Nitekim Yargıtay 2. Hukuk Dairesi 8.6.2017 tarihli E. 2017/3059, K. 2017/7002 sayılı kararında; “Velayeti davaya konu olan ortak çocuk 16.12.1999 doğumlu, diğeri 23.11.2006 doğumlu olup dava tarihi itibariyle idrak çağındadır. Ortak çocuklar kendilerini yakından ilgilendiren velayet konusunda mahkemece dinlenilmemiş, görüşlerine başvurulmamıştır. Çocuk Hakları Sözleşmesinin 12. ve Çocuk Haklarının Kullanılmasına dair Avrupa Sözleşmesinin 3. ve 6. maddeleri, iç hukuk tarafından çocuğun idrak gücüne sahip olduğunun kabul edildiği durumlarda, çocukların adli merci önündeki kendilerini ilgilendiren davalarda kendi görüşlerini ifade etmesine müsaade edilmesini ve yüksek çıkarlarına açıkça ters düşmediği takdirde ifade ettikleri görüşlerine gereken önemin verilmesi gerektiğini öngörmektedir.

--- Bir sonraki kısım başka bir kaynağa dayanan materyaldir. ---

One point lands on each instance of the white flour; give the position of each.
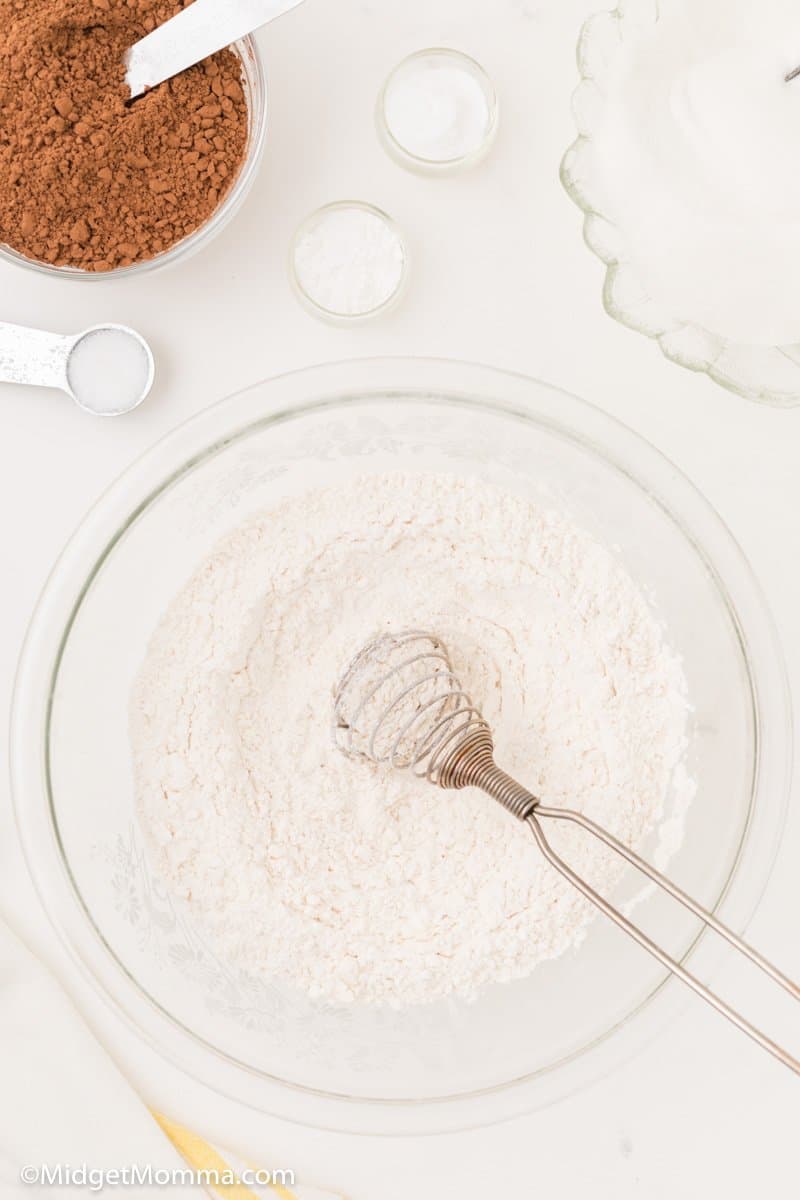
(338, 877)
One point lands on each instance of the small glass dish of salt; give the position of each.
(348, 262)
(438, 112)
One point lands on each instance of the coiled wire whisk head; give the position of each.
(400, 703)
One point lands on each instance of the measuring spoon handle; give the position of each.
(34, 357)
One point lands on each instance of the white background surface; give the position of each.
(499, 275)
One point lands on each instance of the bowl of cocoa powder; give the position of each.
(92, 184)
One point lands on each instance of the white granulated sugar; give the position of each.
(352, 882)
(349, 261)
(437, 111)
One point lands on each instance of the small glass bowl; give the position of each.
(346, 318)
(254, 85)
(404, 156)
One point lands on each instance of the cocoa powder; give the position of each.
(86, 178)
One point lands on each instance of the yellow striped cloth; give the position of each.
(203, 1156)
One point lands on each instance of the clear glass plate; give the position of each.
(762, 372)
(450, 1065)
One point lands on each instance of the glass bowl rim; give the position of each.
(253, 67)
(287, 397)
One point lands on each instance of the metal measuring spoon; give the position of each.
(108, 370)
(193, 35)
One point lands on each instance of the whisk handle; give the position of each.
(470, 763)
(653, 948)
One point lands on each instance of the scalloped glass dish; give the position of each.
(449, 1065)
(740, 360)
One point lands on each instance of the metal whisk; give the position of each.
(400, 703)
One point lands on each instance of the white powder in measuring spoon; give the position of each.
(109, 371)
(353, 882)
(349, 259)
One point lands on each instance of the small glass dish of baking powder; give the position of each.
(348, 262)
(438, 112)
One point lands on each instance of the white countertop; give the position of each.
(499, 275)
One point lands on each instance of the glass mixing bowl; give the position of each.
(254, 87)
(450, 1065)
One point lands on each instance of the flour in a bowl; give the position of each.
(350, 882)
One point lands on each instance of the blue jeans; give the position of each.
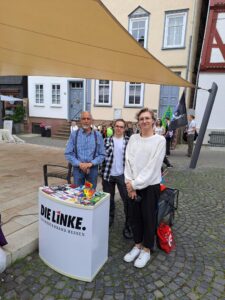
(80, 177)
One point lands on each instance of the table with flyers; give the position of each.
(73, 234)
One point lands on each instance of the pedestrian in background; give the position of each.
(144, 156)
(168, 136)
(109, 130)
(160, 130)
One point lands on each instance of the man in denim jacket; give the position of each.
(85, 151)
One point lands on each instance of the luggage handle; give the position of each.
(175, 207)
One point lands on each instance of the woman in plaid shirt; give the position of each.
(113, 172)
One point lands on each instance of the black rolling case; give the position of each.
(167, 204)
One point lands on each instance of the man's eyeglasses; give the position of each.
(145, 119)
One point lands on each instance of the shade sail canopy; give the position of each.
(74, 38)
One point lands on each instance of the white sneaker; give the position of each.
(142, 259)
(130, 256)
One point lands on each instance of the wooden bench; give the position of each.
(57, 171)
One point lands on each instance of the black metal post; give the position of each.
(202, 130)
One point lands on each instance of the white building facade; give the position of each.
(212, 69)
(167, 29)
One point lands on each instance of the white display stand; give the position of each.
(73, 239)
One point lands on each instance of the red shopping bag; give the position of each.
(165, 236)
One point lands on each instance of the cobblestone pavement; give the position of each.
(194, 270)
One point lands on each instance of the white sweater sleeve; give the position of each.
(127, 171)
(152, 169)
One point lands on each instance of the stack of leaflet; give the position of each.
(84, 195)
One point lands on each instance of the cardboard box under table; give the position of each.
(73, 238)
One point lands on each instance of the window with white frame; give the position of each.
(103, 93)
(134, 94)
(138, 28)
(39, 93)
(138, 25)
(175, 29)
(56, 94)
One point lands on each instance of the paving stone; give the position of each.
(60, 285)
(158, 294)
(194, 270)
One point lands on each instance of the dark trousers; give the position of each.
(109, 187)
(144, 216)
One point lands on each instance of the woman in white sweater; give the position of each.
(144, 156)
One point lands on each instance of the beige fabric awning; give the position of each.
(74, 38)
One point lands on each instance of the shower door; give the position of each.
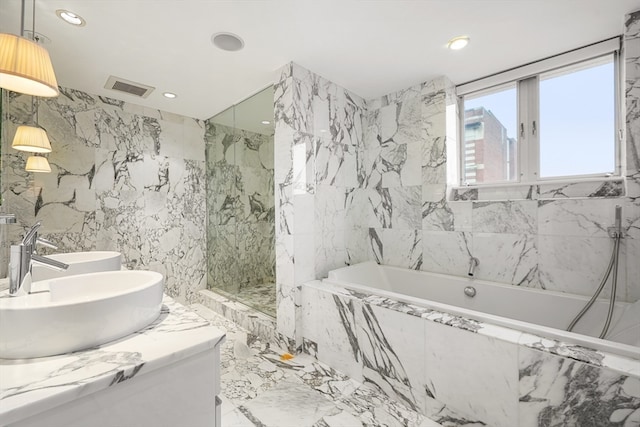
(240, 202)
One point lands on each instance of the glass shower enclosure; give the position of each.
(240, 203)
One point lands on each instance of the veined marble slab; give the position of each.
(31, 386)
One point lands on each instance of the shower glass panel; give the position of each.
(240, 203)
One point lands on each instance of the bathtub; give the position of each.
(499, 358)
(544, 313)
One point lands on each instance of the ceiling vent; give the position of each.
(127, 86)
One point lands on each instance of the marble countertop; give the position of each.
(30, 386)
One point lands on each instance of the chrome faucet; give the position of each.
(22, 258)
(473, 263)
(7, 218)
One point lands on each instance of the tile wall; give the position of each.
(123, 178)
(374, 187)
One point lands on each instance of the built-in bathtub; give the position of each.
(501, 358)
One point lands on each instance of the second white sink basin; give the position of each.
(79, 263)
(78, 312)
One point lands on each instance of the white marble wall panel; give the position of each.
(632, 91)
(392, 357)
(505, 217)
(577, 264)
(517, 253)
(123, 178)
(555, 390)
(329, 321)
(446, 252)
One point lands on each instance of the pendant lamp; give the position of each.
(25, 66)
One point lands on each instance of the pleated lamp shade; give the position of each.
(32, 139)
(25, 67)
(37, 164)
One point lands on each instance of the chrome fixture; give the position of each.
(22, 258)
(470, 291)
(473, 264)
(7, 219)
(616, 234)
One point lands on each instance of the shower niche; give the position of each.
(240, 203)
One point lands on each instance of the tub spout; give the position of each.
(473, 263)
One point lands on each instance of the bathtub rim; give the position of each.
(604, 347)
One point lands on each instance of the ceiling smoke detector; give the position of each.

Bu itibarla; idrak çağındaki çocukların mahkemece görüşlerine başvurulması ve velayetle ilgili tercihlerinin sorularak tüm deliller birlikte değerlendirilip, sosyal inceleme raporu alınarak velayet hakkında sonucu uyarınca karar verilmesi gerekirken, eksik incelemeyle yazılı şekilde hüküm kurulması usul ve yasaya aykırı olup, bozmayı gerektirmiştir.” hükmedilmiştir. Bir diğer önemli kriter ise çocuğun alıştığı çevredir. Yargıtay 2. Hukuk Dairesi 13/01/2015 tarihli kararında E. 2014/27852, K. 2015/249 sayılı kararında “…Baba yanında kalmasının çocuğun bedeni, fikri ve ahlaki gelişimine engel olacağı yönünde bir delil de mevcut olmadığına göre, müşterek çocuğun uzun zamandır davalı babayla yaşadığı ve ortama da alıştığı gözetilerek, velayetinin babaya bırakılması gerekirken, yazılı şekilde hüküm tesisi doğru bulunmamıştır…” hükmedilmiştir. Velayetin belirlenmesinde yaş tek başına bir anlam ifade etmez, somut durumun özellikleri de gözetilmektedir. Örnek olarak verilen Yargıtay kararı ışığında çocuğun üstün yararı gereği velayetinin babada olması gereken durumlarda söz konusu olmaktadır.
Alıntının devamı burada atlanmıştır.